Pour le financement du développement

Dans une déclaration à la presse , M. Youssoufi a affirmé qu’il remettra des messages de SM Mohammed VI au Président mexicain Vicente Fox et à d’autres dirigeants qui prendront part à la Conférence internationale de l’ONU sur le financement du développement, qui se tient du 18 au 22 mars à Monterrey.
M. Youssoufi a indiqué qu’en marge de cette conférence, il aura des entretiens avec les représentants des pays amis portant notamment sur le renforcement des relations de coopération et sur les changements que connaît le royaume du Maroc.
La tenue de cette conférence a pour but de consolider le système économique et financier multilatéral pour faire face au rythme accéléré de la mondialisation. Les travaux de cette conférence internationale de l’ONU sur le financement du développement se sont ouverts, lundi, avec la participation de 189 pays.
Une soixantaine de chefs d’Etat et de gouvernement y prennent part.
M. Youssoufi est accompagné du ministre des Affaires étrangères et de la Coopération, Mohamed Benaissa, et du ministre de l’Economie, des Finances, de la Privatisation et du Tourisme, Fathallah Oualalou. Prennent part également à ce sommet mondial des responsables d’organisations internationales, en particulier de la Banque mondiale (BM), du Fonds monétaire international (FMI) et de l’Organisation mondiale du commerce (OMC), ainsi que des représentants de la société civile (ONG) et du monde des affaires.

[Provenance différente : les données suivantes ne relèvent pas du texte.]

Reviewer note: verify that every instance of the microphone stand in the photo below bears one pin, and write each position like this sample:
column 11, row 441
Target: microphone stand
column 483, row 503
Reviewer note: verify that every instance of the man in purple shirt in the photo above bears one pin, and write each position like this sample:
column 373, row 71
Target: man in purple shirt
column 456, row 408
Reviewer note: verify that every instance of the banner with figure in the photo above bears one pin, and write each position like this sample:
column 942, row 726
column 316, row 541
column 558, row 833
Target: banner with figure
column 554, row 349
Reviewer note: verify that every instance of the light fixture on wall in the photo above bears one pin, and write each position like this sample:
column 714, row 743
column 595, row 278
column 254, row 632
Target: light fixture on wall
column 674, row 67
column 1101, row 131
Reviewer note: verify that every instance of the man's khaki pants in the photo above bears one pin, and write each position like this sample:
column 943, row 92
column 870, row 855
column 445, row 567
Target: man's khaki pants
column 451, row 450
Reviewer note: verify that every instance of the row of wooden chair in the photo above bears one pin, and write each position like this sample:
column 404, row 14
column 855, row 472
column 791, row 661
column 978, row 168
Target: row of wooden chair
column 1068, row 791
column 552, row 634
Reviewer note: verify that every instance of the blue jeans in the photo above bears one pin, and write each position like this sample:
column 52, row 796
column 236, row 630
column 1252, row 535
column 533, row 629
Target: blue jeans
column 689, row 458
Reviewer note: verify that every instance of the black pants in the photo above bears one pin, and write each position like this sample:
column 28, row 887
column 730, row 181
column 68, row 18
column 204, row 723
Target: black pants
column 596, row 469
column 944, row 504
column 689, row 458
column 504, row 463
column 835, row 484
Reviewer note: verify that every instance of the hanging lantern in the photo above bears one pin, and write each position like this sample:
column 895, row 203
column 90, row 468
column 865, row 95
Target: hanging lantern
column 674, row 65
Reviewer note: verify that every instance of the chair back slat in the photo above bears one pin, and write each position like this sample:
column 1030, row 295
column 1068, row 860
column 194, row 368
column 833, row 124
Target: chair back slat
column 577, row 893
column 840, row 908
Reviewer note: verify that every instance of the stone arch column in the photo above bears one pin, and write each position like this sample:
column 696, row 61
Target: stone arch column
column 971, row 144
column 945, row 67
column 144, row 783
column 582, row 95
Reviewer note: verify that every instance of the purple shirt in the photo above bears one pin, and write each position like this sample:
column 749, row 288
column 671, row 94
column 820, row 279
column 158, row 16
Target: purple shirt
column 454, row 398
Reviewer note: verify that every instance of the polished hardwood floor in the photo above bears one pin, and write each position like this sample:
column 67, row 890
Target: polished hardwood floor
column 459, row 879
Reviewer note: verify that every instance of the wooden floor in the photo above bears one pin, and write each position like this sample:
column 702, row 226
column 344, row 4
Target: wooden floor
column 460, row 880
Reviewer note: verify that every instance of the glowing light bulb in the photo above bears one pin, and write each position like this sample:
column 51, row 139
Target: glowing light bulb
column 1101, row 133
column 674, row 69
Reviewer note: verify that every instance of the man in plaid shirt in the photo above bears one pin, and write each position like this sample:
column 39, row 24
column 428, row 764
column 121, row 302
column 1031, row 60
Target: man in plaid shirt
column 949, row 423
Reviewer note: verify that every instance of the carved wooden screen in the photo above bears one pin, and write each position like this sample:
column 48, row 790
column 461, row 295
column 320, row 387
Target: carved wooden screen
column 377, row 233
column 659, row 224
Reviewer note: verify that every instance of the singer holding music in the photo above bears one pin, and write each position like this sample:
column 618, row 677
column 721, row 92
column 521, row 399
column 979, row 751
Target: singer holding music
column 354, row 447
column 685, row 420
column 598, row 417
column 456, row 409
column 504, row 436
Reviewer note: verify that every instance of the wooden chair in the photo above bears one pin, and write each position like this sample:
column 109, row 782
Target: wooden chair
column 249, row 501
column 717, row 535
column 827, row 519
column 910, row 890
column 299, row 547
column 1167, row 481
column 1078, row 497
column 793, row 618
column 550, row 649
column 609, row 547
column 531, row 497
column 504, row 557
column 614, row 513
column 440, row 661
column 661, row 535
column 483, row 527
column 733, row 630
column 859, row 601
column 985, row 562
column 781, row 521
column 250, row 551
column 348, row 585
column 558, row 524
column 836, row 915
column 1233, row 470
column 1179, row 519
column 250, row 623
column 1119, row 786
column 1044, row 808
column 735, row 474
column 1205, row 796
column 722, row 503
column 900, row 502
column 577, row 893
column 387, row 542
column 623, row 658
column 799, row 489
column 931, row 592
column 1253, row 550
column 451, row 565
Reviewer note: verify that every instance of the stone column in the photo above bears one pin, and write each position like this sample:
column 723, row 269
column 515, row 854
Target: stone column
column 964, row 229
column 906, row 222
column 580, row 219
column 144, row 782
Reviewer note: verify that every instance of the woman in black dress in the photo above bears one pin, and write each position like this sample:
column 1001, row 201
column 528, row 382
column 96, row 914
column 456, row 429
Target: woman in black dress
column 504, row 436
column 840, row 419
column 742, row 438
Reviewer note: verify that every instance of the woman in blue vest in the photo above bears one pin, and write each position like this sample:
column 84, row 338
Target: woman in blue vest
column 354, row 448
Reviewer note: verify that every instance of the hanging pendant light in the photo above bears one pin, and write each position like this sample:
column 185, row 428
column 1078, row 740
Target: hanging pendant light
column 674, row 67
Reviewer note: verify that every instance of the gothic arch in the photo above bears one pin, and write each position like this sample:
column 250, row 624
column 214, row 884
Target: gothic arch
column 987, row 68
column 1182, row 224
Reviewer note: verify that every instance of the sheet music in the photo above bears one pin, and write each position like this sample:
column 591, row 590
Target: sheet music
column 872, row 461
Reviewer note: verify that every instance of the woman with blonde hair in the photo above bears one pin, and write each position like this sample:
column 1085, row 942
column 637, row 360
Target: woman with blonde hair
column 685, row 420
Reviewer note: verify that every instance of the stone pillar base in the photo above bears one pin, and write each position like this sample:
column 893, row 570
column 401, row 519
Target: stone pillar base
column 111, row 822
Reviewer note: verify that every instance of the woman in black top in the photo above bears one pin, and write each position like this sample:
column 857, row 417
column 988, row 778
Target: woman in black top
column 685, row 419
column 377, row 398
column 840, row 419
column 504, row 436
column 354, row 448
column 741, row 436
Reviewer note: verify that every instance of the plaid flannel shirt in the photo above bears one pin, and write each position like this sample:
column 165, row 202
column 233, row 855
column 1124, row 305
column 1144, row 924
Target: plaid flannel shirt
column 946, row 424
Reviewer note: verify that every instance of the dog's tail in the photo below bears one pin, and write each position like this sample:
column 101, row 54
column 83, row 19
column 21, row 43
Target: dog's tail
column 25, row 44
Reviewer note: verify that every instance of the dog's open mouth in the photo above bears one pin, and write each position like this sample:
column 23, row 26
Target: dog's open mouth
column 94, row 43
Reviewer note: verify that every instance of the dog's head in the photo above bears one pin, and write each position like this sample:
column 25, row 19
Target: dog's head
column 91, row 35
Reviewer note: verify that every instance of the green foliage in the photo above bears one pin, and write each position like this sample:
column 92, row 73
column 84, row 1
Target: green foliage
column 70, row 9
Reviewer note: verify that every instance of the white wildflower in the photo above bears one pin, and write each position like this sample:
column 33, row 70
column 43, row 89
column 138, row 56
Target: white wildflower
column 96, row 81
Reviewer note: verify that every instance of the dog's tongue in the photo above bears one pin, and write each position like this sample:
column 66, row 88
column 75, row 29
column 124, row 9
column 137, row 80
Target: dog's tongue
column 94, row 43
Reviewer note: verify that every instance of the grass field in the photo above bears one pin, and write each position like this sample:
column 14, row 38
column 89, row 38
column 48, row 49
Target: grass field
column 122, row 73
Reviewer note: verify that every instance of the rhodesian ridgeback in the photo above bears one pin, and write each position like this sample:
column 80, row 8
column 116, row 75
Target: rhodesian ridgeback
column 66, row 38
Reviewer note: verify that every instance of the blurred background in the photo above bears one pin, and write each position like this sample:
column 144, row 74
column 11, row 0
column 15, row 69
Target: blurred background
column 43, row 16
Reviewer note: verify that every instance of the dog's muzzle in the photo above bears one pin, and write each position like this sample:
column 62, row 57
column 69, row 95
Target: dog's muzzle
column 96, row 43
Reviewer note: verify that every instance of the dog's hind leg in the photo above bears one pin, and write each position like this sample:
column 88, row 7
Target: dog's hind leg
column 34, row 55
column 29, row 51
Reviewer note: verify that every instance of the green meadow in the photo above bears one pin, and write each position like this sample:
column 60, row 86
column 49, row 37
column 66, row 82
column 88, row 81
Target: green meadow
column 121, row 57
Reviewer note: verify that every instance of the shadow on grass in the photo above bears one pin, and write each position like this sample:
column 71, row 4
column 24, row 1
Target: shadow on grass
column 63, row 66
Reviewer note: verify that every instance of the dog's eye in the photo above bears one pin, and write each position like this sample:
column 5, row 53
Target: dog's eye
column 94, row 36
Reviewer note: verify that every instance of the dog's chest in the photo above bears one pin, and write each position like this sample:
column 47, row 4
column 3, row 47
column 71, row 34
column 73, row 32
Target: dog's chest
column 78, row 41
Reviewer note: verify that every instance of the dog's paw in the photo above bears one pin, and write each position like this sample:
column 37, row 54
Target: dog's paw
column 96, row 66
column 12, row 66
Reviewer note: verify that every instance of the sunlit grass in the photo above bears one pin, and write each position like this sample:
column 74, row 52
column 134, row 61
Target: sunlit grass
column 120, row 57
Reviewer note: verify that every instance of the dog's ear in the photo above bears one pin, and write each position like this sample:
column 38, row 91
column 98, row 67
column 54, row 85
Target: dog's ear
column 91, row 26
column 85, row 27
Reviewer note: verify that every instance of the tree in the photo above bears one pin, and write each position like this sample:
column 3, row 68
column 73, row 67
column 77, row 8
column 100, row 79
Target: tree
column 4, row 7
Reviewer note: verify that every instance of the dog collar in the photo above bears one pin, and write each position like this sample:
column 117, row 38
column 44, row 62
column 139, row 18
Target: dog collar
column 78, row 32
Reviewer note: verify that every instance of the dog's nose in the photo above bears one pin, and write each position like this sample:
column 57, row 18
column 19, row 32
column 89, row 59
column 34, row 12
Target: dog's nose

Lors d’une conférence de presse, lundi, avant l’ouverture du sommet, le ministre mexicain des Relations extérieures, Jorge Cataneda, a indiqué que cette rencontre offrira l’occasion aux ONG, dont les idées n’ont pas été inclues dans le consensus de Monterrey, d’avoir une large diffusion.
Le chef de la diplomatie mexicaine a indiqué , par ailleurs, que les personnes s’opposant à la tenue du sommet peuvent manifester en toute libérté, soulignant toutefois que les autorités de son pays ont pris toutes les mesures nécessaires en vue d’éviter d’éventuels «affrontements violents». Il est à signaler que les débats de la conférence de Monterrey seront centrés sur six questions clés, à savoir la mobilisation de ressources financières intérieures, la mobilisation d’investissements directs et d’autres apports de capitaux privés étrangers, l’accès aux marchés, le renforcement de l’aide publique au développement, le règlement du problème de la dette extérieure et l’amélioration de la cohésion des systèmes économique, financier et commercial, ainsi que la promotion de la participation des pays en développement au processus économique mondial.
La conférence, co-présidée par les vice-ministres des Affaires étrangères, des finances, et du commerce du Mexique, respectivement, Miguel Hakim Simon, Agustin Carstens et Luis Fernando de la Calle, a également élu 25 vice-présidents.
Selon plusieurs observateurs, les dépenses d’aide au développement annuelles s’élèveront à 166 milliards de dollars, si le consensus de Monterrey est approuvé à la fin de cette conférence.
Le groupe «social watch», qui fait partie de l’Institut du Tiers monde, estime que les pays les plus riches du monde allouent récemment 0,2% de leur produit intérieur brut (PIB) à l’assistance au développement chaque année, c’est-à-dire, environ 53 milliards de dollars par an.
«Nous appelons les pays développés qui n’ont pas encore agi à adopter des mesures concrêtes pour allouer 0,7% de leur PIB à l’aide au développement pour les pays en voie de développement », a noté le rapport.